I'm going to relate a couple of conversations, but be aware that both are interspersed with a considerable number of unpredictable and unnecessary pauses.

Archie: Middle schoolers are nasty.

Mario: Sorry, what?

Tea: He doesn't like middle schoolers. What was the phrase you used?

Archie: They're awful.

Mario: To who? Us? Each other?

Archie: Everybody.

Tea: This is true.

Helga: Middle schoolers are just nasty. I mean, looking back at it, people were so mean.

Tea: It makes high school look better in comparison.

Ariadne: I hate high school.

Tea: Really?

Ariadne: Yup.

Helga: It's so short, though.

Tea and Ariadne: But it feels like forever.

Helga: Really? It seems like it's only just started.

Archie: Agreed.

Conversation Two:

Ariadne: So, where do you want to go to school? Like, a city or a country?

Tea: I don't know. Somewhere other than here.

Archie: Not a suburb.

Helga: Definitely not a suburb.

Tea: How would you define school suburb, then?

Ariadne: Yale.

Tea: I believe New Haven is a city.

End Conversation

You may have noticed Mario's lack of participation. This stems from the fact that I'd given him my math packet #4 and requested help, and he had been staring at factoring problems (no writing implement, just staring) for about twenty minutes. I then spent the entire forty minutes in which we were standing because the entire train was packed, passing him various math problems, watching him stare at them, and then listening to his explanations.

Once some seats freed up, we moved over there and spent the remainder of the trip trying to determine the number of possible ten-unit strips that could be created out of green three-unit rectangles and red one-units. We had to do out all of the possibilities, and it took a ridiculously long period of time, but we eventually arrived at the correct answer, with minimal weirdness on his part (ex: "It's odd that we arrive at the same conclusions at the same time." "What?" "Never mind." "Sure. Where did you get that 6 from again?" "I divided twelve by two." "Oh, right. That makes sense.").
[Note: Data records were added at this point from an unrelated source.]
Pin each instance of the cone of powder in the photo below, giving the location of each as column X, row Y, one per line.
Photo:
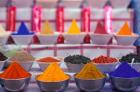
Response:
column 53, row 74
column 47, row 30
column 23, row 30
column 22, row 56
column 74, row 29
column 15, row 71
column 125, row 30
column 125, row 71
column 90, row 72
column 100, row 29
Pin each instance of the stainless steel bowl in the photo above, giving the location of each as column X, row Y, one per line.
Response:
column 15, row 85
column 53, row 86
column 90, row 85
column 124, row 84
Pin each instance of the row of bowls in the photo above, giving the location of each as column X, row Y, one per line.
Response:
column 72, row 68
column 102, row 39
column 122, row 84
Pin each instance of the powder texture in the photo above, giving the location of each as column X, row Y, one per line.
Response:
column 48, row 59
column 125, row 30
column 53, row 74
column 89, row 72
column 22, row 56
column 125, row 70
column 74, row 29
column 47, row 30
column 23, row 30
column 15, row 71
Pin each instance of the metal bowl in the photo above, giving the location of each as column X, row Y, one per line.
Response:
column 124, row 84
column 74, row 39
column 90, row 85
column 52, row 86
column 107, row 67
column 27, row 65
column 74, row 68
column 15, row 85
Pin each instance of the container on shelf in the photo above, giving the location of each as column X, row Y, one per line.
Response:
column 48, row 39
column 22, row 39
column 125, row 40
column 74, row 68
column 53, row 86
column 44, row 65
column 15, row 85
column 107, row 67
column 120, row 3
column 90, row 85
column 74, row 39
column 124, row 84
column 72, row 3
column 101, row 39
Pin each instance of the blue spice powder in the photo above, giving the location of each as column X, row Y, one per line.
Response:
column 125, row 71
column 23, row 30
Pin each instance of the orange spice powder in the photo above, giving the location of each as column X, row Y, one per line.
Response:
column 15, row 71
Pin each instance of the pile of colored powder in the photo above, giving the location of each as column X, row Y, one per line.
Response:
column 48, row 59
column 125, row 71
column 128, row 58
column 100, row 29
column 3, row 32
column 104, row 59
column 90, row 72
column 15, row 71
column 125, row 30
column 137, row 42
column 77, row 59
column 53, row 74
column 22, row 56
column 2, row 57
column 74, row 29
column 46, row 30
column 23, row 30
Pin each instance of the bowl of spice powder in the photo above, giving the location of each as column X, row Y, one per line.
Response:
column 24, row 59
column 44, row 62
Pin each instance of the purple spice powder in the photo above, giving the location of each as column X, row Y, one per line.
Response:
column 125, row 71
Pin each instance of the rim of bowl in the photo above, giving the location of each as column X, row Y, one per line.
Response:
column 123, row 77
column 105, row 63
column 24, row 35
column 90, row 79
column 18, row 78
column 48, row 62
column 20, row 62
column 134, row 35
column 100, row 34
column 74, row 64
column 52, row 82
column 82, row 33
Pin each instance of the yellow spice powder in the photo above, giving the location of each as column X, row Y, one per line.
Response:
column 53, row 74
column 90, row 71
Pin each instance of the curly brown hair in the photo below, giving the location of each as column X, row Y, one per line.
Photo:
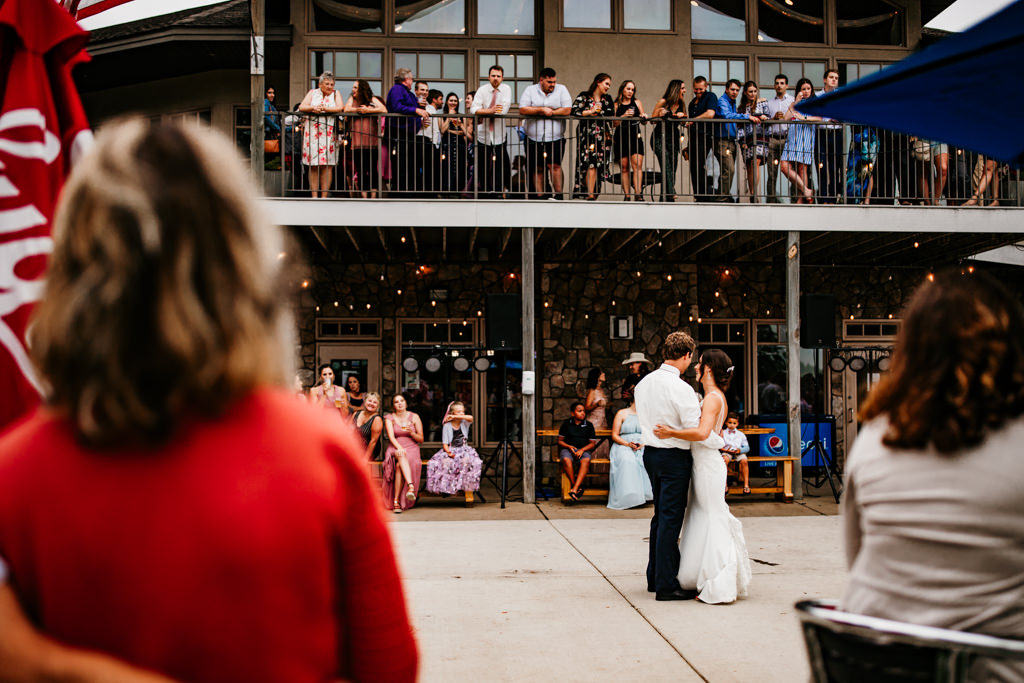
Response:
column 957, row 369
column 720, row 365
column 677, row 344
column 164, row 293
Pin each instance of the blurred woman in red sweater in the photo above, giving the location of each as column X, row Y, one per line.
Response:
column 173, row 505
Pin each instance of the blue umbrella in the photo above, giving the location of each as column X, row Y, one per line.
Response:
column 964, row 91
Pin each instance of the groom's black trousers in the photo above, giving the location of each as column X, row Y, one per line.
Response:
column 669, row 470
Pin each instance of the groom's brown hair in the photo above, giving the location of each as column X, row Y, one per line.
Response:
column 677, row 345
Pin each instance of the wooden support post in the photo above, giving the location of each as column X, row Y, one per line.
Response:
column 793, row 356
column 528, row 365
column 256, row 89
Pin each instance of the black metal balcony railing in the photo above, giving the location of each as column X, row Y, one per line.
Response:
column 616, row 159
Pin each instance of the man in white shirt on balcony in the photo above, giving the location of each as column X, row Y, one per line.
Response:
column 777, row 132
column 664, row 397
column 493, row 167
column 545, row 135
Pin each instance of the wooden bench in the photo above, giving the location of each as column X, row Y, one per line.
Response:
column 377, row 472
column 783, row 473
column 783, row 477
column 589, row 492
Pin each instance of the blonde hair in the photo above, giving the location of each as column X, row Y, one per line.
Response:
column 163, row 292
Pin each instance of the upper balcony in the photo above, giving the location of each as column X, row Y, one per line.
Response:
column 633, row 173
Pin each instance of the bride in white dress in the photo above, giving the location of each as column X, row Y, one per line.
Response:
column 714, row 552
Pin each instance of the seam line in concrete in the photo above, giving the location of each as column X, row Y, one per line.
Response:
column 624, row 596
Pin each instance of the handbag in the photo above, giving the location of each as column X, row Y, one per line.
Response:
column 922, row 150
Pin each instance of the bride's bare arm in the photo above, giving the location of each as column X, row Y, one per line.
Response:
column 709, row 415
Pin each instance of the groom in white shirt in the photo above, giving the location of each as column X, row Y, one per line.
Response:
column 664, row 397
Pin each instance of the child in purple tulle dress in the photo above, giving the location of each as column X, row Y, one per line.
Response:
column 457, row 466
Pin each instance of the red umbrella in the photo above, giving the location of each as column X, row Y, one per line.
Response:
column 42, row 129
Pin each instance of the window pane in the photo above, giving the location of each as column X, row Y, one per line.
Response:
column 507, row 61
column 370, row 65
column 737, row 70
column 455, row 66
column 815, row 72
column 505, row 17
column 524, row 67
column 701, row 68
column 512, row 415
column 406, row 60
column 771, row 380
column 778, row 23
column 766, row 74
column 868, row 23
column 649, row 14
column 718, row 19
column 345, row 65
column 430, row 66
column 445, row 16
column 587, row 13
column 719, row 71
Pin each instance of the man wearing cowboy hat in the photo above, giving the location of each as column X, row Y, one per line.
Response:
column 639, row 366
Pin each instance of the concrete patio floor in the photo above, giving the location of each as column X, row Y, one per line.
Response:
column 553, row 592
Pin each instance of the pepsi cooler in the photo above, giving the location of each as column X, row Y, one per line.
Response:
column 777, row 444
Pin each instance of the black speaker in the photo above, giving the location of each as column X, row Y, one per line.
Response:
column 504, row 322
column 817, row 321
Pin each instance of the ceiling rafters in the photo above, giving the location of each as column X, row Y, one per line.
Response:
column 595, row 242
column 506, row 236
column 325, row 240
column 416, row 244
column 699, row 243
column 568, row 237
column 351, row 238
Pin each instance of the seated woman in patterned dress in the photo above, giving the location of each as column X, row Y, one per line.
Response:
column 457, row 466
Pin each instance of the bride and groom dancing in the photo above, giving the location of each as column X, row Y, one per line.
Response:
column 681, row 438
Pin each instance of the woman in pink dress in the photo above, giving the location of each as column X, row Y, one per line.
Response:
column 320, row 151
column 401, row 460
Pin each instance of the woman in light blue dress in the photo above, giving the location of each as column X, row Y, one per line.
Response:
column 629, row 484
column 798, row 155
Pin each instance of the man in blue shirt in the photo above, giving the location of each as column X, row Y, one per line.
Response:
column 704, row 105
column 725, row 143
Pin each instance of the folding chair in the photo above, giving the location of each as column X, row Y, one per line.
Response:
column 844, row 647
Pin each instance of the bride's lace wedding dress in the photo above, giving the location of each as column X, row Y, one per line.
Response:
column 714, row 552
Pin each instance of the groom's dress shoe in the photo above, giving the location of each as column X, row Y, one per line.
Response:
column 681, row 594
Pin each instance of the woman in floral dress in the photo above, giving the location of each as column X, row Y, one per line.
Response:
column 320, row 151
column 593, row 137
column 457, row 466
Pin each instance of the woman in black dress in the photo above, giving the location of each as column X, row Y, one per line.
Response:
column 593, row 136
column 370, row 424
column 455, row 142
column 671, row 109
column 628, row 141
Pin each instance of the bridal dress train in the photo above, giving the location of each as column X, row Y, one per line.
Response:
column 714, row 552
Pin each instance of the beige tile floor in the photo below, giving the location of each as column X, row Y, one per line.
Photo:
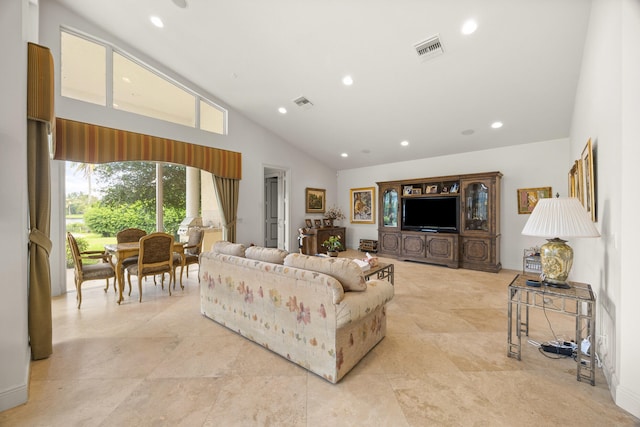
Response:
column 443, row 362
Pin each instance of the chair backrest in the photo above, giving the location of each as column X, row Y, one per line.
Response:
column 130, row 235
column 156, row 250
column 75, row 252
column 196, row 235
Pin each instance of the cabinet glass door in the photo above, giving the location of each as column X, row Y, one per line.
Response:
column 476, row 215
column 390, row 208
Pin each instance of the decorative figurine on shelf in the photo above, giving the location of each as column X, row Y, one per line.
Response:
column 333, row 245
column 332, row 214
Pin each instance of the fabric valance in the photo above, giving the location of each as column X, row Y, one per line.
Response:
column 40, row 84
column 89, row 143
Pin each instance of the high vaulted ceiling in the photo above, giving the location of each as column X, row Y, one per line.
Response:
column 520, row 67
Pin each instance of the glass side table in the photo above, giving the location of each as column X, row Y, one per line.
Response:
column 577, row 301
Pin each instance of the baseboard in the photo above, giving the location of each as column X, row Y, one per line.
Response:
column 18, row 395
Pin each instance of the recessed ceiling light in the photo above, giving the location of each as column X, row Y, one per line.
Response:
column 469, row 27
column 156, row 21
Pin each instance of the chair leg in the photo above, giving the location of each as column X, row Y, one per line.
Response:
column 79, row 294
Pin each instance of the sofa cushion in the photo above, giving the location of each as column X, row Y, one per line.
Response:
column 228, row 248
column 343, row 269
column 272, row 255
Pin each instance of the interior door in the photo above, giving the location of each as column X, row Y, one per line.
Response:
column 271, row 212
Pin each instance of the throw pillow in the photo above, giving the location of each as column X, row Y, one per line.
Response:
column 272, row 255
column 228, row 248
column 346, row 271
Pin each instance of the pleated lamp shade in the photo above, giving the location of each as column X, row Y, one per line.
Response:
column 555, row 219
column 560, row 217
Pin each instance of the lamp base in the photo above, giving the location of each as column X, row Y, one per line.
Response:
column 556, row 258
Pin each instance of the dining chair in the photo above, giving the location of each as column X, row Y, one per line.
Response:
column 129, row 235
column 84, row 272
column 155, row 257
column 192, row 251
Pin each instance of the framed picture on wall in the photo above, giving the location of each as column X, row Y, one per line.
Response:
column 588, row 181
column 362, row 205
column 575, row 180
column 315, row 200
column 528, row 198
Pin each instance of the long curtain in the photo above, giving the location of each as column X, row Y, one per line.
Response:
column 39, row 118
column 40, row 330
column 227, row 191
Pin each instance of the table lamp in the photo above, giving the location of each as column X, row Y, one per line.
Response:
column 554, row 219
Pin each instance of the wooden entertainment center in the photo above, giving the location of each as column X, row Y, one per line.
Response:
column 449, row 220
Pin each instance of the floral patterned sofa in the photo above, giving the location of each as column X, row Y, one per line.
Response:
column 317, row 312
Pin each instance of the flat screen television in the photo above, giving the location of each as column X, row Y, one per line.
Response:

We had just moved onto the collinear candles when Helga had the decency to remind us that we were at our town's stop, so we disembarked.

2 comments:

Ginny said...

I did that particular tile problem earlier, but I just counted them all. Is there a more... mathematical way to do it?

I also remember doing the candle one last year, but not getting it. You didn't have a geometry one with you, did you? One of the problems started with, "I am planning to siege Mandruk with a ramp."

Gretchen said...

well at least you did stuff saturday. i was sooo bored that i went and did my econ homework.